At the end of all custody cases, there will be some sort of final order or final decree signed by the court that dictates to both parents their rights, duties and obligations regarding children moving forward. It is crucial to include the specific diagnosis in the final order and to ensure that there are provisions setting forth ongoing treatment requirements, compliance with prescription medication usage or any other relevant issues.

This becomes particularly important if you find yourself back in court at a later date to modify the child custody order or to enforce its provisions, which is quite common in child custody cases. If there is nothing specific in the order about the mental illness or how issues with the illness are to be addressed, the order can be difficult to enforce.

Additionally, sometimes you may not be back in court until several months or years later and the judge could be completely different. If there is nothing in the order specifically mentioning a diagnosis of mental illness, a judge who was not initially involved in the case (or who has long since forgotten the facts) will have no way of knowing that mental illness was an issue.

It is crucial to have provisions in your final decree that regulate what must be done for recognized mental illness. If custody issues come up in the future, the court may not have your prior evidence on file, and it may not be taken into account.

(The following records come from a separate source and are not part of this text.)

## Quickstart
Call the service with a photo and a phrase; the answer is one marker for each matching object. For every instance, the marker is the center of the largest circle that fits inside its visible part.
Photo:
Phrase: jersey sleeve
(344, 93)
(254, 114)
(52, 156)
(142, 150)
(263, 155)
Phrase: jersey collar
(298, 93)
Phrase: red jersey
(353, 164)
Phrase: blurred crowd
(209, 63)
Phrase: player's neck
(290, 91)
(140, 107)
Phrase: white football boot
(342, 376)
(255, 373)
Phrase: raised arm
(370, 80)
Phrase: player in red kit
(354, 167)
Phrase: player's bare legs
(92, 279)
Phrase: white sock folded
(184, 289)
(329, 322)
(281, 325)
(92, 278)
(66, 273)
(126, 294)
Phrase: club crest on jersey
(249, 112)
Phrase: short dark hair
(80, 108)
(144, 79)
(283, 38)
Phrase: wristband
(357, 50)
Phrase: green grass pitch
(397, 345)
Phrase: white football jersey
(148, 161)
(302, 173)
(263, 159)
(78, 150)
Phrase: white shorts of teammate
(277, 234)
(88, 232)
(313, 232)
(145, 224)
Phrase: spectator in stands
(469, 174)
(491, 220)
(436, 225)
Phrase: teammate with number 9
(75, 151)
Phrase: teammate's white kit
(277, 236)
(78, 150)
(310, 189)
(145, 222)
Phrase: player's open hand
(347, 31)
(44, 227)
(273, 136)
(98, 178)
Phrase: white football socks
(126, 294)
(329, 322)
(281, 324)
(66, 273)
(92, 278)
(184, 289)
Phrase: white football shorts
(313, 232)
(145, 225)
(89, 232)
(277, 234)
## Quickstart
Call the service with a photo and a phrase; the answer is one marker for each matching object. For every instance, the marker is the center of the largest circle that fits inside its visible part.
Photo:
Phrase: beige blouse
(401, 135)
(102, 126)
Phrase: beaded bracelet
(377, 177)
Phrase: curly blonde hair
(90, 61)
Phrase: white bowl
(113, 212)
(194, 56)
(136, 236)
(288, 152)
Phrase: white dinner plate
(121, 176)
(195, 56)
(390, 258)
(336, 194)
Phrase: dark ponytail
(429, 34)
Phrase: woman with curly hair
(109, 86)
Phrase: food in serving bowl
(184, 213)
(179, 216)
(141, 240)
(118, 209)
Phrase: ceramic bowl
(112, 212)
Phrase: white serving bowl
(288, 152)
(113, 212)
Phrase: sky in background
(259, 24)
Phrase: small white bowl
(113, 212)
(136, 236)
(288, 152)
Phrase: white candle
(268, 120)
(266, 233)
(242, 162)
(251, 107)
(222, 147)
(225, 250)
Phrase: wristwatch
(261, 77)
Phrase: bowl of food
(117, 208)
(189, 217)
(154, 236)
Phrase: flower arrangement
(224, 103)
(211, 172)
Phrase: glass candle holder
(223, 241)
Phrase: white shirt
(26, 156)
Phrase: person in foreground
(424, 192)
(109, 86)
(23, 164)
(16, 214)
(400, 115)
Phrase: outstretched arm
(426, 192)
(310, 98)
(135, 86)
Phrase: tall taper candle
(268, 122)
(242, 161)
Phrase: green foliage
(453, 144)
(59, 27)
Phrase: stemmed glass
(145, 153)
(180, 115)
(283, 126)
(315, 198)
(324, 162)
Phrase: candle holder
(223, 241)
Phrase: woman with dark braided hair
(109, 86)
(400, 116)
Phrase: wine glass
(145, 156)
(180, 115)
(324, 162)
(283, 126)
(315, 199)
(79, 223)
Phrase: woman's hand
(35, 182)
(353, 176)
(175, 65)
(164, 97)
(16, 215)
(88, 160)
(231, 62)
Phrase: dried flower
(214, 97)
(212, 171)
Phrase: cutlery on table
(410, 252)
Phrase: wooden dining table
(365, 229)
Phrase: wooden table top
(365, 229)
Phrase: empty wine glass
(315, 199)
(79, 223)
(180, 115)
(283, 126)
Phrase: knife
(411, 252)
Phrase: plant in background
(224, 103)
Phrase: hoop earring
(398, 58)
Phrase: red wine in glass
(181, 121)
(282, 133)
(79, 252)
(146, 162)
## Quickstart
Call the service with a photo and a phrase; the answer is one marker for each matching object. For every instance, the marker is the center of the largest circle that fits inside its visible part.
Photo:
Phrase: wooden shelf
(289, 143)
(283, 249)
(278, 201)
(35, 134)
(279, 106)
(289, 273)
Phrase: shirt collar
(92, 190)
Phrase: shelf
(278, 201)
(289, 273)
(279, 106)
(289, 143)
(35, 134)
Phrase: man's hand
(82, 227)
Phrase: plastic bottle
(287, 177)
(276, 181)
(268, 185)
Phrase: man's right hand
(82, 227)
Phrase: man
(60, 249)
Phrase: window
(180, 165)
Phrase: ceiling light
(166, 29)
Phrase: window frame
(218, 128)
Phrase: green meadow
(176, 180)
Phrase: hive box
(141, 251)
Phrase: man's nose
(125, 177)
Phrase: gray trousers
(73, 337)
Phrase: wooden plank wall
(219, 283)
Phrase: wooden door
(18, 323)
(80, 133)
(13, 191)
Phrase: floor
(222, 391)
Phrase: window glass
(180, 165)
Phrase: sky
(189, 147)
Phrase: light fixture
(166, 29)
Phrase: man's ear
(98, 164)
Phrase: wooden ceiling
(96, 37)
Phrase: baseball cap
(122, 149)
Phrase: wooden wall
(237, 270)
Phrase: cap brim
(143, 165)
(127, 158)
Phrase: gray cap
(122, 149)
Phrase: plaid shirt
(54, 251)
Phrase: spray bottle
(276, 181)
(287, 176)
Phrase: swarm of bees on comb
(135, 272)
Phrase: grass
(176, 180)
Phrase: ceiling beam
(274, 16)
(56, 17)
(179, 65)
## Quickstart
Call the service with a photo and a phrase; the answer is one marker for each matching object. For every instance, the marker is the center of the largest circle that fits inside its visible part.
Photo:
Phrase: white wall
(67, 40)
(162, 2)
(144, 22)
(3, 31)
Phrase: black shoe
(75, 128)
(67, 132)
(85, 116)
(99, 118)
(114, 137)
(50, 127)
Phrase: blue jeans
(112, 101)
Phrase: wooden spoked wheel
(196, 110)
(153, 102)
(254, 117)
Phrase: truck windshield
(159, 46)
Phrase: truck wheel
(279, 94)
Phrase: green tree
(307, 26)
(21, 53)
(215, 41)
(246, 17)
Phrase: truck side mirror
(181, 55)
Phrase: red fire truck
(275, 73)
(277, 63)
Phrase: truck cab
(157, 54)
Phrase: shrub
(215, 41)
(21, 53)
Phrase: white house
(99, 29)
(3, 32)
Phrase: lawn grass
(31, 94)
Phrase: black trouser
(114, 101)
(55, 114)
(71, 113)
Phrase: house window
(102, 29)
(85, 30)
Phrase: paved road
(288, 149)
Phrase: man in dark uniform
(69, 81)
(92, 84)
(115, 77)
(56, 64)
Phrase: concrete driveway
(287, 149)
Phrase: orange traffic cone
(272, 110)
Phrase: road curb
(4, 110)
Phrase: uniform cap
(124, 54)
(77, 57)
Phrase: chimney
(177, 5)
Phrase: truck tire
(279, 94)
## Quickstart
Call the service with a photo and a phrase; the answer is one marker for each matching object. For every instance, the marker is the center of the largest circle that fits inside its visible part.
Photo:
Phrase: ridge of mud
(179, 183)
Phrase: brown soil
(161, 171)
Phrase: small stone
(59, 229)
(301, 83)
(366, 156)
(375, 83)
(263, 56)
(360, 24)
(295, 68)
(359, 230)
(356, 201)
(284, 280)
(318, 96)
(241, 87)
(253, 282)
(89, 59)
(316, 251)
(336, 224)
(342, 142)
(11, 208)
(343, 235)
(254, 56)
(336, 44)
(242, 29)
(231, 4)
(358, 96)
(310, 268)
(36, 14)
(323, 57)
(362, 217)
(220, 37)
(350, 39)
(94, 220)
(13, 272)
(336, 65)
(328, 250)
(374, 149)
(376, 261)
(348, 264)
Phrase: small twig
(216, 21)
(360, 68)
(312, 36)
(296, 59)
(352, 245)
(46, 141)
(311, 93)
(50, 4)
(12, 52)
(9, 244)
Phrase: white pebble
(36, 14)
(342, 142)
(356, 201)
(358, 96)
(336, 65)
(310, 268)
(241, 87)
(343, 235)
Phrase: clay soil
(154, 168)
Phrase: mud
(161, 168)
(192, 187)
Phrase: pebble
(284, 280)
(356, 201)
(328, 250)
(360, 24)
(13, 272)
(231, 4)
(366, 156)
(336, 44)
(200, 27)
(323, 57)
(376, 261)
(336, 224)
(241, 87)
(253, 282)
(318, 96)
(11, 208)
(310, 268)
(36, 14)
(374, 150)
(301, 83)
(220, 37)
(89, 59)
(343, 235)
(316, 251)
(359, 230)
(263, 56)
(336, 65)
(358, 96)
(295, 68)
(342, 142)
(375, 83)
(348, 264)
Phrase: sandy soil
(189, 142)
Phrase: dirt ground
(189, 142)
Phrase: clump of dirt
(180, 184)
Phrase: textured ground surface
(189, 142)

Even if psychological testing was conducted in the initial case, depositions were taken and medical records were acquired, most of those items would not necessarily be in the court’s file. In many states, such items acquired during the course of litigation are never filed with the court. While the items may be introduced as exhibits in a trial or hearing, even then some courts do not maintain exhibits in the court file. Further, if you settled your case through mediation without hearing, there is even a lesser chance that you would find any proof of mental illness in the court’s file later.

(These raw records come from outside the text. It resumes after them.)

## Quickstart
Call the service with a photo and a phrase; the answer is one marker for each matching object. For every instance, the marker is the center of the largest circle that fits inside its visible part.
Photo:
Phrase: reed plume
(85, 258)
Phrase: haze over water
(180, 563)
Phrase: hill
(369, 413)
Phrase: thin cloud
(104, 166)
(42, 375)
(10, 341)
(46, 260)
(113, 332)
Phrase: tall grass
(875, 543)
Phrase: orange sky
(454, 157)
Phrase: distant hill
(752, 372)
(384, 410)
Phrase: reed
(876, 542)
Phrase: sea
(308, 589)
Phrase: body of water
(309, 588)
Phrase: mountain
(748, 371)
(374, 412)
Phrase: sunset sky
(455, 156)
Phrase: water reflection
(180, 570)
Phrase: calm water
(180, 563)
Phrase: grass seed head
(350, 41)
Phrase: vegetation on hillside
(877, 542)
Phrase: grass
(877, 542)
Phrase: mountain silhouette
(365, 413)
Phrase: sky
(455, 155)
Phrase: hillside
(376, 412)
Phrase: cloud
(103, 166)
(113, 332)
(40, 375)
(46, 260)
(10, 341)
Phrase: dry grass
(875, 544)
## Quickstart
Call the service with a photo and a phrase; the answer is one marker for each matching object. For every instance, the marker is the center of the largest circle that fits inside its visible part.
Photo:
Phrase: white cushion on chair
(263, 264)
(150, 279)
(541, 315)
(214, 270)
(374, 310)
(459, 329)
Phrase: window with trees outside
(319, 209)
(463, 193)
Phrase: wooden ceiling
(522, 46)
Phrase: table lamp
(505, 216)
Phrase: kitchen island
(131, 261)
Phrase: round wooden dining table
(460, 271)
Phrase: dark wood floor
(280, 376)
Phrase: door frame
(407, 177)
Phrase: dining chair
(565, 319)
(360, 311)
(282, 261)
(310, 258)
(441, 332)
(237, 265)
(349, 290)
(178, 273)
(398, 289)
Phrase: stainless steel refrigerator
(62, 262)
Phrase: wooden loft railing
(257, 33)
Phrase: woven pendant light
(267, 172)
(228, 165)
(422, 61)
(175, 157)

However, if the court makes a finding in the final order or decree that a parent has a mental illness and sets forth specific guidelines, you will not be in the unfortunate position of having to re-prove these facts down the road. Once the court makes the finding and the order becomes final (which in most states occurs 30-45 days after the judgment is entered), it cannot be overturned or “lost” at some later date. Similarly, a final order or decree will remain in full force and effect until it is modified by a subsequent court order or the order lapses under its own terms (as in the case of child custody provisions, which usually cease to apply once the child becomes a legal adult).

In short, you never want to assume the original evidence you relied upon in the initial case will be available to the court months or years down the road. It is always best to ensure that the findings and provisions regarding a mental illness diagnosis are spelled out in the final order or decree.

Legal counsel is vital when mental illness is present in your custody case

Despite the devastating effects mental illness can have on cases involving children, all hope is not lost. Obtaining a formal diagnosis of a parent’s mental illness early in your case, acquiring the appropriate mental health professional to use as an expert, utilizing the diagnosis properly during litigation or settlement negotiations and ensuring that the final decree specifically references the diagnosis represent only a sampling of the ways you can increase your chances of success in such a case.

Consulting the appropriate legal counsel is the first step in preserving your child custody rights when the other parent is mentally ill. The proper attorney can guide you through the process and address the nuances and unique factors that apply to your individual situation.

Editor’s Note: This is the conclusion of a two-part series discussing how to navigate a child custody case when your spouse suffers from a mental illness.